Events
Events
CS Peer Talks

Recent Progress in Private Information Retrieval

  • Mingxun Zhou, Carnegie Mellon University
  • Time: 2023-07-18 16:00
  • Host: Turing Class Research Committee
  • Venue: Room 204, Courtyard No.5, Jingyuan

Abstract

Private Information Retrieval(PIR) is a cryptographic primitive that allows a client to access public data without leaking the access history. Researchers have achieved the theoretical optimal results in terms of reducing client computation and communication costs in the classical model. Unfortunately, the per-query server computation cost has been proven to be at least of the order of linearly scanning the whole database in this model. Recently, the Preprocessed PIR model has been proposed and the existence of sub-linear server-cost algorithms has been proved. Our theoretical work (Eurocrypt 2023) constructed a nearly-optimal algorithm in this model. However, without a stronger assumption such as the existence of multiple non-colluding servers, a truly practical sub-linear PIR algorithm is still unknown.

Until recently, we proposed the first truly practical single-server sub-linear PIR algorithm, Piano. Piano does not require any heavy-weight cryptographic primitives and is extremely easy to implement. It is sufficiently efficient for practical usage: given a 100GB database, a single query only takes less than 40ms computation time, which is 100x faster than previous single-server PIR schemes.
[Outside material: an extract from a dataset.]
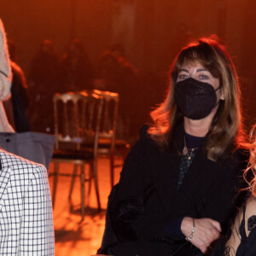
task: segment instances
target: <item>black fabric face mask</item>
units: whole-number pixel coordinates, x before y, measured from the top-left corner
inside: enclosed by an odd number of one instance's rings
[[[175,101],[183,116],[191,119],[207,117],[218,104],[216,90],[207,83],[194,79],[176,83]]]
This talk will not assume any background on cryptography. It will be based on the speaker's two recent collaborative works with Andrew Park, Elaine Shi, Wenting Zheng, Yiannis Tselekounis and Wei-Kai Lin.

Biography

Mingxun Zhou is a PhD student in the Computer Science Department at Carnegie Mellon University, advised by Elaine Shi and Giulia Fanti. His research focuses on privacy-preserving algorithm design, including differential private algorithms and cryptography. He also has research work on Blockchain technology, P2P network.